RNA was extracted from whole adipose tissue biopsies using RNeasy Lipid Tissue Midi Kit (Qiagen, Hilden, Germany) according to manufacturer's instructions. The yield and purity of RNA from the three adipose tissue depots in all 17 subjects were determined by spectrophotometer (ND-1000; NanoDrop Technologies, Wilmington, DE) and RNA integrity was evaluated by visual inspection of 28S and 18S RNA on 1% agarose gel electrophoresis in the presence of ethidium bromide. Reverse transcription of 2 µg RNA was performed using High Capacity cDNA Archive Kit (Applied Biosystems, Foster City, CA) with the addition of RNase inhibitor (Applied Biosystems) at a final concentration of 1.0 U/ml. Relative quantification of mRNA expression was analyzed on an ABI Prism 7000 Sequence Detection System (Applied Biosystems) using Universal PCR Master Mix 2X (Roche Molecular Systems, Branchburg, NJ). In total, 12 inflammation-related genes were included in the analysis, including the proinflammatory cytokines tumor necrosis factor-α, interleukin-6, macrophage migration inhibitory factor (MIF), colony-stimulating factor 1; the anti-inflammatory cytokine interleukin-10; the chemokine C–C chemokine ligand 2 and its receptor CCR2, and C-X3-C motif receptor 1 (CX3CR1); the monocyte/macrophage markers (CD68, CD14, CD163, CD206). The following TaqMan gene expression assays (Applied Biosystems) were used: CD14 (Hs 00169122_g1), CD68 (Hs00154355_m1), CD163 (Hs01016657_m1), colony-stimulating factor 1 (Hs00174164_m1), MIF (Hs00036988_g1), C–C chemokine ligand 2 (Hs00234140_m1), CCR2 (Hs00356601_m1), MRC1 (alias: CD206) (Hs00267207_m1), tumor necrosis factor-α (Hs00174128 _m1), interleukin-6 (Hs00985639_m1), interleukin-10 (Hs00174086_m1), CX3CR1 (Hs00365842_m1), PPIA (Hs999999904_m1), LRP10 (Hs00204094_m1), RPLP0 (Hs99999902_m1). Reference genes were evaluated by running PPIA, LRP10, and RPLP0 on a subsample of the study cohort and PPIA was selected due to its low coefficient of variation. Samples were run in triplicate and relative expression levels calculated from a standard curve. Expression levels of target genes were normalized to PPIA.

Multivariate data analysis

To explore the differences between the superficial SAT, deep SAT, and VAT depots based on the gene expression data, the multivariate projection method PLS-DA regression was used (8,16). In PLS-DA, a multidimensional space X is formed by representing each gene expression variable by one dimension and similarly a Y space consisting of one variable for each class (i.e., fat depot). The dimensionality of these spaces are reduced to new low-dimensional spaces by calculating score vectors that summarize the information in the original X variables related to the class assignments of the samples represented by Y.

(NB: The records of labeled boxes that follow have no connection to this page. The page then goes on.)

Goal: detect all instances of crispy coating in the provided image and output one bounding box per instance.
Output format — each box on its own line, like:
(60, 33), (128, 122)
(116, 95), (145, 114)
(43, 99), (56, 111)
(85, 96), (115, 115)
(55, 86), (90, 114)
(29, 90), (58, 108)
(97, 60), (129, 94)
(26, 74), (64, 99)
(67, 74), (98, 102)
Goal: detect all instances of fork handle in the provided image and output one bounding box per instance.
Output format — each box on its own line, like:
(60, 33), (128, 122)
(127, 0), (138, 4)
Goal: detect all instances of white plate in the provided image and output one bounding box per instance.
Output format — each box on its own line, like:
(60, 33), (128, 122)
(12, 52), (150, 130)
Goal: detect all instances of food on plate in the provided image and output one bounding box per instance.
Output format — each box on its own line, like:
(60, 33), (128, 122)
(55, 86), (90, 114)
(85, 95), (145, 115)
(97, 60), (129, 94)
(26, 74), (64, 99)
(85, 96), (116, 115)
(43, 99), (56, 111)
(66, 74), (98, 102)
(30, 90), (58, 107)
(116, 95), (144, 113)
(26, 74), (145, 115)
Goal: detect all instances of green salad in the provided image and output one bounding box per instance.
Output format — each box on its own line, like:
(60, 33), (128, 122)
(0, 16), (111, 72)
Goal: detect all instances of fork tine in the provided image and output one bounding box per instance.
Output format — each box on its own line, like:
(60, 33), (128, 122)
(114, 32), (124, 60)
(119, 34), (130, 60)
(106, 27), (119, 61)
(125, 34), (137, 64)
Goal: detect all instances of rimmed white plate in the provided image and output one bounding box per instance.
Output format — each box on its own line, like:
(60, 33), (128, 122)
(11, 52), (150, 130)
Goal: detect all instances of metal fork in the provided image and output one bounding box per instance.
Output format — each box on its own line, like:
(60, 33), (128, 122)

To evaluate the number of PLS score vectors, crossvalidation is performed. How much of the variance of Y, expressing the class belonging of the samples, that can be predicted by the model is described with Q2, and can be compared with R2 expressing how much of the variance of Y that can be reproduced by the model. A Q2 value >0.1 corresponds to 95% significance of the model and if Q2 is 1, all variance in Y is explained. The similarity/dissimilarity among the fat depots is illustrated by plotting the score vectors summarizing X, against each other in a score plot. The weight plot shows how the genes contribute to the score vectors and the separation between the fat depots. For the multivariate analysis commercial software was used (SIMCA 12.0; Umetrics, Umeå, Sweden). For detailed description, see Supplementary Methods and Procedures online.

Univariate data analysis and statistics

Subject characteristics and gene expression data are expressed as mean ± s.d. The result from the multivariate discrimination analysis was confirmed by conventional univariate analyses. For univariate analyses of intraindividual putative adipose tissue depot differences, the nonparametric Friedman two-way ANOVA was used, followed by Wilcoxon signed-ranks post hoc test for pairwise comparisons (superficial SAT vs. deep SAT; superficial SAT vs. VAT; and, deep SAT vs. VAT). Bonferroni correction was applied for multiple comparisons between adipose tissue depots, so that significance was accepted at P < 0.017. Pearson (r) and, when appropriate, Spearman (rs) correlation coefficients were used to estimate associations between variables. Data were natural log-transformed to achieve normal distribution, if required. In these analyses P < 0.05 was considered significant. All univariate analyses were performed using the SPSS package (version 15.0; SPSS, Chicago, IL).

Results

  1. Top of page
  2. Abstract
  3. Introduction
  4. Methods and Procedures
  5. Results
  6. Discussion
  7. SUPPLEMENTARY MATERIAL
  8. Acknowledgments
  9. Disclosure
  10. REFERENCES
  11. Supporting Information

Subject characteristics

Subject characteristics are shown in Table 1. The volumes of the superficial and deep SAT depots were very similar, whereas the volume of the VAT was significantly smaller (P < 0.001 vs. both SAT depots). No differences in anthropometric and metabolic variables, or gene expression data were found between the two ethnic groups (data not shown).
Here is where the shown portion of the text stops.